You may have heard about “calm technology” – but do you know where it came from and what it’s really all about?

In the 1990s, Silicon Valley scientist Marc Weiser defined “calm technology” in his work articulating the futuristic concept of “ubiquitous computing”. He and his colleague John Seely Brown described the process of “fitting technology to our lives.”

They imagined a future of always-on data streams. They defined calm technology as that which provides helpful information while easily moving between being attention-grabbing and unobtrusive.

” As technology becomes more imbedded and invisible, it calms our lives by removing annoyances while keeping us connected with what is truly important.”

In 1996, many found this the stuff of fantasy. But a quarter-century later, it seems obvious. Ubiquitous computing is the norm. As you read this, there are probably several computers within your reach. Calm technology can be found everywhere, from motion sensors in public restrooms, to email that auto-suggests recipients, to cash registers that offer shoppers coupons on the items they’re probably running low on.

In 2014, Brown pointed out that the particular gift of calm technology was its potential to be anticipatory, to predict when it was likely to be needed and act appropriately. Calm tech remains quietly aware until it “knows” when it should “come alive” – and as this sentence shows, it’s difficult not to anthropomorphize.

Maybe that’s why there’s a hint of discomfort in many reactions to calm tech. It can live in the “uncanny valley” between machine and sentience. We want its help but we don’t always entirely trust it. And so developers must tread carefully. A tool must be limited enough to make the user feel in control. It must feel unthreatening, not policing or controlling. But it must also be robust enough to serve usefully, and appealing enough to be invited into the user’s life. It’s a difficult balance to strike.
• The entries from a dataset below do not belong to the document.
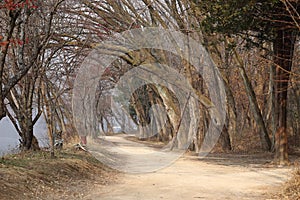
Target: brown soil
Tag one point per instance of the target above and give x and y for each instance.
(34, 175)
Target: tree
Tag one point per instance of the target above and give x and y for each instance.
(257, 21)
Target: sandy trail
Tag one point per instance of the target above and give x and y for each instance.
(232, 177)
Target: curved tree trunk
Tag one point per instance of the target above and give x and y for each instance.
(283, 54)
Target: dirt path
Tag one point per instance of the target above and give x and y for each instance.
(215, 177)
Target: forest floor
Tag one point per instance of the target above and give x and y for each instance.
(78, 175)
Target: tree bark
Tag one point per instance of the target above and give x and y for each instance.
(263, 133)
(283, 54)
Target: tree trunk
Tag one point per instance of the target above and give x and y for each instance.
(283, 54)
(263, 133)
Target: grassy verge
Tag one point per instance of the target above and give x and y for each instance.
(35, 175)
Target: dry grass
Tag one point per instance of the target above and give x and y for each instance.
(34, 175)
(292, 187)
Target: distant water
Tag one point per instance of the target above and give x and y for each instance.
(9, 138)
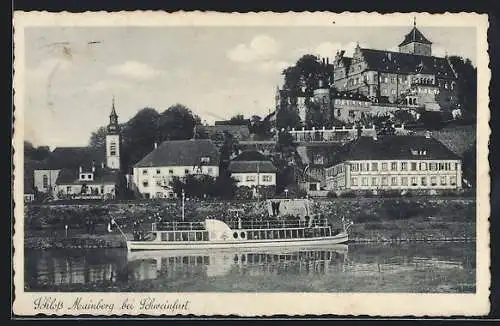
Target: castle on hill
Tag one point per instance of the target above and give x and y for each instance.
(375, 82)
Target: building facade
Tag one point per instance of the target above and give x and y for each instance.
(395, 163)
(174, 159)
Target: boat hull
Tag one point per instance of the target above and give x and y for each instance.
(231, 244)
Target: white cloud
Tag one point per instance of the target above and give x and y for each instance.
(134, 70)
(272, 66)
(261, 47)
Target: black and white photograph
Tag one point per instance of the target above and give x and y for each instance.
(172, 163)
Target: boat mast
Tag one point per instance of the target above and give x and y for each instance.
(183, 198)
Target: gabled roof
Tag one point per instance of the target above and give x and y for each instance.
(394, 148)
(250, 156)
(388, 61)
(251, 167)
(181, 153)
(73, 157)
(101, 176)
(415, 36)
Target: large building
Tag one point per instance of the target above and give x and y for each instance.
(374, 82)
(175, 158)
(252, 169)
(82, 171)
(395, 163)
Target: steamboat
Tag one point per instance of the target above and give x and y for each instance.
(214, 233)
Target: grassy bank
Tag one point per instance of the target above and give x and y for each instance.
(376, 219)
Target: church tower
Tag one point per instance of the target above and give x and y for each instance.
(416, 43)
(113, 140)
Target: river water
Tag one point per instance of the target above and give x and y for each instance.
(412, 267)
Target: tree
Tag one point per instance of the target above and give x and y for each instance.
(98, 138)
(139, 135)
(177, 123)
(466, 85)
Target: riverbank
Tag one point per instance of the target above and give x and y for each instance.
(376, 220)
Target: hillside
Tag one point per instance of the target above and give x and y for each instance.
(456, 138)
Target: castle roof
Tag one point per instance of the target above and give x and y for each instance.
(395, 148)
(181, 153)
(388, 61)
(415, 36)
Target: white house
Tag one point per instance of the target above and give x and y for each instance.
(395, 162)
(175, 158)
(253, 169)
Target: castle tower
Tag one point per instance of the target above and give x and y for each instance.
(416, 43)
(113, 140)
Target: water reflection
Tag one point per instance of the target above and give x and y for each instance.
(413, 268)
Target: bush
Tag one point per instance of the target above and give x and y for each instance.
(331, 194)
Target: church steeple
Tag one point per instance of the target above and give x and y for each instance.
(113, 126)
(415, 42)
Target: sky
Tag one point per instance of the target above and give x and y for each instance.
(73, 73)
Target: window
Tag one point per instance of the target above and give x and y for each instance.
(112, 149)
Calm tech already exists in healthcare: just look at implanted defibrillators. And its promise is easily visible, too: for example, many are working on a device that combines an insulin monitor and pump into one implant.

Calm tech in health works best the more “tells” a condition has. The more indicators or predictors a condition has, and the easier they are to measure, the easier it may be to develop calm tech that can track, analyze, predict and help it. These indicators can be big or small, visible or microscopic. But the clearer they are, the easier an algorithm will be. Conditions like weight management, smoking cessation and seizure disorders may be prime candidates, as may be mental illnesses like depression.
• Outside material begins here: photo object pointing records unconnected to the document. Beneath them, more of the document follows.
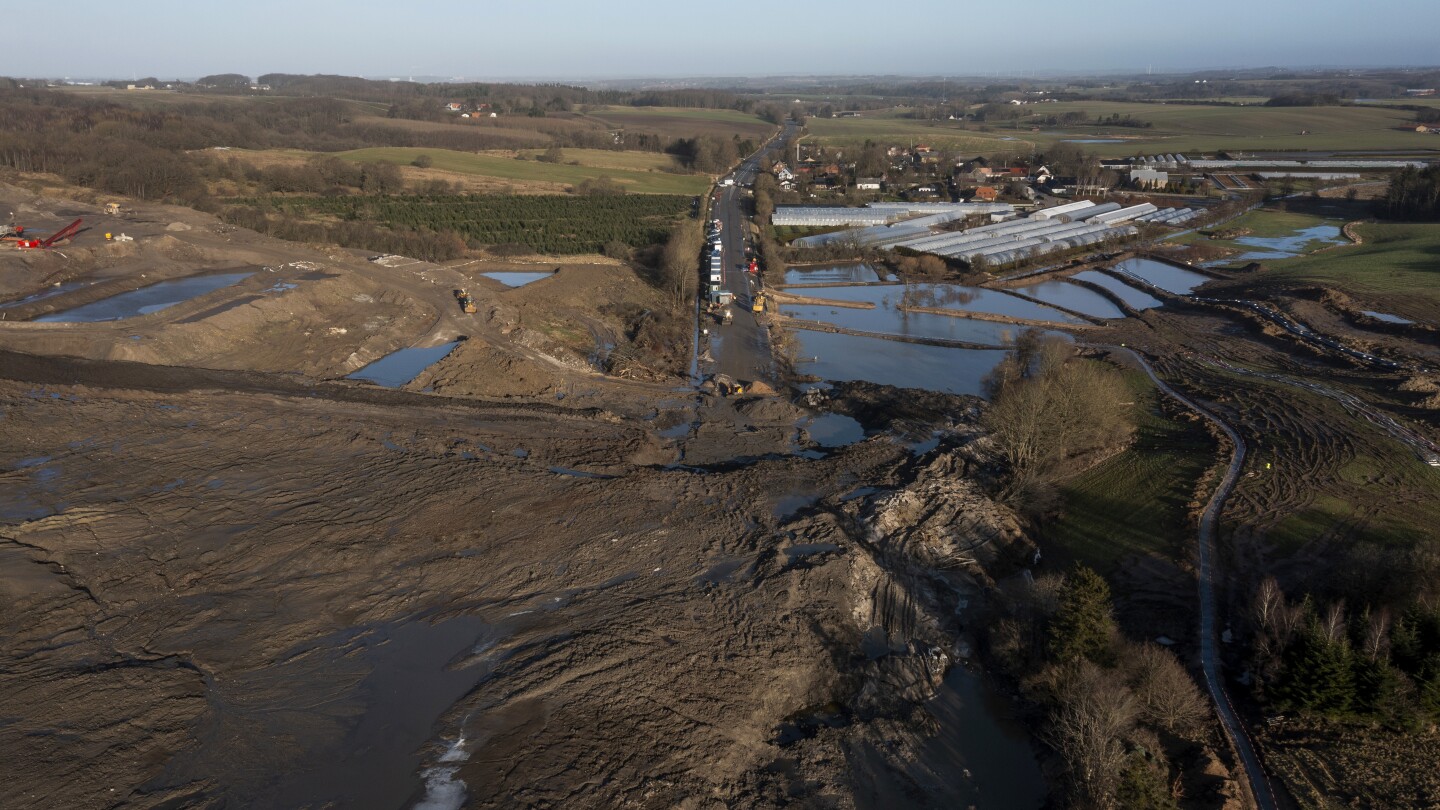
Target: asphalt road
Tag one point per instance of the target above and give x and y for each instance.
(742, 348)
(1208, 636)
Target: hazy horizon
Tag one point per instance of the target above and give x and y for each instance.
(575, 41)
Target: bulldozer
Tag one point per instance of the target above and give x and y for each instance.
(467, 303)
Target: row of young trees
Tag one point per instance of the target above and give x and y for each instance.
(549, 224)
(1371, 663)
(1413, 195)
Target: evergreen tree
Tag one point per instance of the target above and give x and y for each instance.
(1085, 621)
(1318, 673)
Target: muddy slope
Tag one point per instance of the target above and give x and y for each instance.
(267, 597)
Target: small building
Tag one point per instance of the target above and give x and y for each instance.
(1149, 177)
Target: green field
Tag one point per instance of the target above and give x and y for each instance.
(1187, 127)
(683, 121)
(641, 182)
(1175, 127)
(1135, 502)
(1267, 225)
(1394, 260)
(909, 131)
(611, 159)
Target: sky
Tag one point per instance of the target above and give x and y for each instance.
(578, 39)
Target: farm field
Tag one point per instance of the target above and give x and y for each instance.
(1177, 127)
(642, 182)
(1207, 128)
(683, 123)
(552, 224)
(1267, 224)
(1135, 503)
(939, 134)
(1394, 260)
And it’s possible that even more discreet signs may be able to be harnessed. As one example, ShareCare is a mHealth company investigating the potential of language analysis to monitor stress levels. What if your mobile phone could ambiently track your health, using its awareness of where you were, what was on your calendar, who you were having conversations with by phone or text, to gently advise you on how best to handle the stressful people in your life?

The frontiers of calm tech in healthcare will expand as we gain the ability to understand predictors, symptoms and signs, to quantify and track them. Each innovation will bring us closer to a day where we can feel confident – dare I say calm? – in the “care” that calm tech will provide.